We’ve reached
rung seven of the Ladder of Divine Ascent and have been steadily climbing one
rung at a time. We have looked on some very important topics regarding the way
a Christian should act and behave in the world. In the last installment of this
series, we looked at remembrance of death and how much we focus on the here and
now instead of remembering that this life is fleeting. If one has ever been to
a funeral, there is often great sadness in the hearts and minds of the people
around you. There is not much joy, that is for certain. However, we should rejoice
for those that have reposed in the Lord. For their reward is eternal and
everlasting. We should also remember that there are going to be times in our
life when we have both received sadness and been the cause of great sadness. It
is this mourning that I would like to expand upon today. Mourning that turns to
joy is the seventh rung of the Ladder of St. John Climacus, often just called
St. John of the Ladder as I have done many times. St. John defines mourning as
thus saying, “Mourning, according to God, is sadness of soul, and the
disposition of a sorrowing heart, which ever madly seeks that for which it
thirsts; and when it fails in its quest, it painfully pursues it, and follows
in its wake grievously lamenting. Or thus: mourning is a golden spur in a soul
which is stripped of all attachment and of all ties, fixed by holy sorrow to
watch over the heart.” Mourning therefore is our way of stripping ourselves
of all attachments and ties. Now, before I begin proper, I would like to add
something about attachment. I have a favorite cap, it’s a New York Football
Giants cap that I wear almost daily. However, I am not so attached to it that
if it got lost or stolen, I would go t great depths to retrieve it. I understand
that it serves a purpose. It keeps my hair in place and also shows my affection
of the team that I root for.
Mourning
therefore in this sense is a part of our call to repentance. As I have been
writing this series on the rungs I feel as I am standing at the royal doors
confessing my sins to Christ and asking God to forgive me for everything I’ve
ever done in my life. This St. John says is a good thing. In fact, he talks
about compunction immediately after he defines mourning. He says, “Compunction
is a perennial testing of the conscience which brings about the cooling of the
fire of the heart through spiritual confession. And confession is a
forgetfulness of nature, if anyone because of this really forgot to eat his
bread.” We must cool the heart. The heart burns for the things of this world
because of the corruption of sin that it has endured. We all endure this and cannot
escape its grasp unless we let go and let God take away our sins through
repentance. St. John says about repentance, “Repentance is the cheerful
deprival of every bodily comfort.” We are to deprive ourselves of bodily
comfort. This might be in a small way, like not buying a new cap, or new shoes.

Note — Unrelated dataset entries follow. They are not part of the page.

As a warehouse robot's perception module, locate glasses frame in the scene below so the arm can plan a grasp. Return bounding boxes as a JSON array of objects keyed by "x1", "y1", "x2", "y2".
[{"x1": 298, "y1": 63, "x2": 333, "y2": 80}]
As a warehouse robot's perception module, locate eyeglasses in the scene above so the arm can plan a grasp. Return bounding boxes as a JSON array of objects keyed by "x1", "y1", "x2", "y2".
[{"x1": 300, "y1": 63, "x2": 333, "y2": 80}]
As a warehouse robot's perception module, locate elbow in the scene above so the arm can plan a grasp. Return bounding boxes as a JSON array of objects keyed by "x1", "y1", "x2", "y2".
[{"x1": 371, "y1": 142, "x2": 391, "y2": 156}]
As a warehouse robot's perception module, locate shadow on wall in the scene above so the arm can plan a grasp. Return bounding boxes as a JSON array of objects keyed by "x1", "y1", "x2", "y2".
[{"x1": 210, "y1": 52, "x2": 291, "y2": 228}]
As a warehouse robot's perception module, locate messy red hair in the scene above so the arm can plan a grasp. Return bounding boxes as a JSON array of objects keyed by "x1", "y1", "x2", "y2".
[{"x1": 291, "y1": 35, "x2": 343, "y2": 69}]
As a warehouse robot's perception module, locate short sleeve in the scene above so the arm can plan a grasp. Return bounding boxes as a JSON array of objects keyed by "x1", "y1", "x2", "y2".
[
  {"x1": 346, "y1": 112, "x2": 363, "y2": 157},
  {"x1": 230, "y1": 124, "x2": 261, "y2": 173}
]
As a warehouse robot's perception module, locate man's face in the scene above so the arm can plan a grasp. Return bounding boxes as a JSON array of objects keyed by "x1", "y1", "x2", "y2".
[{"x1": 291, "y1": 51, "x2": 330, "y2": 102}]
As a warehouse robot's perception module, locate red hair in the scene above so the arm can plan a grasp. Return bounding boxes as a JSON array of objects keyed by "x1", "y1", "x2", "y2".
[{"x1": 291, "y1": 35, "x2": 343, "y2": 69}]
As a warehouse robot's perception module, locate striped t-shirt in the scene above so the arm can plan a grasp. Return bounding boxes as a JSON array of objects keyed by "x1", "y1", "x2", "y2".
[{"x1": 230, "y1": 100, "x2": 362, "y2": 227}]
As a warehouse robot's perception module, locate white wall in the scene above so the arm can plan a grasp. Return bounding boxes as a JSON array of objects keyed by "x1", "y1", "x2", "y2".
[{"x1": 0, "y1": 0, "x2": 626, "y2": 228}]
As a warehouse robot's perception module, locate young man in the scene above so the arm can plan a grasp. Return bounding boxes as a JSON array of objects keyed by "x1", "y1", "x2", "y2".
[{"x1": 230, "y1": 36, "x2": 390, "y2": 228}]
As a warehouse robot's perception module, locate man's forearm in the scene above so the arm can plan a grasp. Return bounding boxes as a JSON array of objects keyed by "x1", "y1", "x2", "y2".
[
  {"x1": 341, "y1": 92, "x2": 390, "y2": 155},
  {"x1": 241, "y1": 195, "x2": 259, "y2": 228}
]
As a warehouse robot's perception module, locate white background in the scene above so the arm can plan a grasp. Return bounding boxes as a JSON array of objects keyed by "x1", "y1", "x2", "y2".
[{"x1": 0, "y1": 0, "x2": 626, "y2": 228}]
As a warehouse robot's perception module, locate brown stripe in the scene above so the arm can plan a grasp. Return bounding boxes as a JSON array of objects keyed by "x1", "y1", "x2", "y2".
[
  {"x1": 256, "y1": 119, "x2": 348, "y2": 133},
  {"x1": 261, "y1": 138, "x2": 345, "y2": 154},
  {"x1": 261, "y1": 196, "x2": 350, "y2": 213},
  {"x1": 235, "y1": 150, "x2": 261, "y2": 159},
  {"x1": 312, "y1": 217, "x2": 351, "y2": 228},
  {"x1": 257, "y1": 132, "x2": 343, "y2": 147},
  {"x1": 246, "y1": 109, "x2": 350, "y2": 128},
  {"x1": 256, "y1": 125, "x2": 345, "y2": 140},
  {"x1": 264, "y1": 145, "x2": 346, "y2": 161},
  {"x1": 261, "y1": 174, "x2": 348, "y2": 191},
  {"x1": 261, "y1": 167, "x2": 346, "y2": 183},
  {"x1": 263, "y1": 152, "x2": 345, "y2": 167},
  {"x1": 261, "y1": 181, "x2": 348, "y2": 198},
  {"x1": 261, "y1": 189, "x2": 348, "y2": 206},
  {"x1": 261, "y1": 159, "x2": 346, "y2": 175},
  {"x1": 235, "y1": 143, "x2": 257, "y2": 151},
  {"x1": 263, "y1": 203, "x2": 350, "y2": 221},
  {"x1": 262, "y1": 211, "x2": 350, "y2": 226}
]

Other times it might be that we are so obsessed with something that we need to
purge it from our life. For example, those that watch Pornhub should reject it
entirely as it gives us the bodily comfort of sexual desire that is not founded
in biblical marriage. Without repentance, mourning that produces joy is
impossible.
Mourning
therefore is not easily obtained. In fact, St. John says as much because he
knew the hearts of men better than of the supposed theologians today. He knew
it would be. St. John specifically breaks it down into three different stages.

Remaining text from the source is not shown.